リアルタイムでの使用量把握・アラート通知・レポート自動生成により、エネルギー管理業務の大幅な効率化が可能となります。
複数拠点の積算データを一元管理するクラウドプラットフォームと連携することで、グループ全体のエネルギー使用量の可視化・分析・報告が容易になります。

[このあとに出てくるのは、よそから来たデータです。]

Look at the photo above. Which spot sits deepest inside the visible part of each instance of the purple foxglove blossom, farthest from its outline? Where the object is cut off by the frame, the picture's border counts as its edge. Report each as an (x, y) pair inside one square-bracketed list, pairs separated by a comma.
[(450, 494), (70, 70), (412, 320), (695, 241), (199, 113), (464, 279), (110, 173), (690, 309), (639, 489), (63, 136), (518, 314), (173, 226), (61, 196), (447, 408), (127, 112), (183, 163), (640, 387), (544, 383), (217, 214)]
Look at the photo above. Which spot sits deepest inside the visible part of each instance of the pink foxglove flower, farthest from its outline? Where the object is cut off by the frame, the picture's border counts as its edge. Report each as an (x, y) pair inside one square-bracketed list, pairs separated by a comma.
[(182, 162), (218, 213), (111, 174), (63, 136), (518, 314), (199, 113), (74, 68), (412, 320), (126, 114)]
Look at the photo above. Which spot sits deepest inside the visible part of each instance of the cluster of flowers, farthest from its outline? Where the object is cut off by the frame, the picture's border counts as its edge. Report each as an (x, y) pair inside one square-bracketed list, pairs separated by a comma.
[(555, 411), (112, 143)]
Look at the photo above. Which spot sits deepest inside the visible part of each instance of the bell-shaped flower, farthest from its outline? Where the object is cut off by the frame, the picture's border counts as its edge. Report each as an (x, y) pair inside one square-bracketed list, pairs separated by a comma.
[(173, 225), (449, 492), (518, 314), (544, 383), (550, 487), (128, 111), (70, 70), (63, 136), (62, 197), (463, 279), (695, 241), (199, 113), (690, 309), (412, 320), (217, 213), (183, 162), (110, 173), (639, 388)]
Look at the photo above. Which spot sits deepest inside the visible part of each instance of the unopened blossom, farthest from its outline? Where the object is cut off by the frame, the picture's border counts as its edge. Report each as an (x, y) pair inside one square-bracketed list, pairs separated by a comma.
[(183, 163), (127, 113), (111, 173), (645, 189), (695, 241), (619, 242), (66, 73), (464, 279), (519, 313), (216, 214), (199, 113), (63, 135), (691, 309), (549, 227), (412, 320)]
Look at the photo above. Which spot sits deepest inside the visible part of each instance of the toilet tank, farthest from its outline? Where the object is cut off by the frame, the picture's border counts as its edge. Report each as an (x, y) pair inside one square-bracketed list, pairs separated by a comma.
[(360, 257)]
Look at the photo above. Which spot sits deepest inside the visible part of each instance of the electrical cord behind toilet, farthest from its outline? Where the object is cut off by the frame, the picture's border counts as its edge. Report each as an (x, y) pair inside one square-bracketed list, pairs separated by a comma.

導入コストはやや高くなりますが、管理工数の削減・省エネ効果の最大化という観点から長期的なROI(投資対効果)は高いケースが多いでしょう。
まとめ
本記事では、流量積算計(トータライザー)の基本的な機能と仕組み、瞬間流量と累積流量の違い、主な用途(計量・課金・製造管理・環境管理・エネルギー管理)、データ収集・記録・通信機能、選定のポイントまで体系的に解説しました。
流量積算計は、流量の「今の値」を把握する流量計と組み合わせることで、使用量の累積管理・コスト管理・省エネ管理・環境対応という多くの目的を同時に実現できる重要な計器です。
通信機能・データロギング・クラウド連携などのデジタル化が進む中、スマートな積算計の活用でエネルギー管理・生産管理の効率を大きく高めることができるでしょう。
用途・設置環境・計量法対応の要否を整理した上で、最適な流量積算計を選定してください。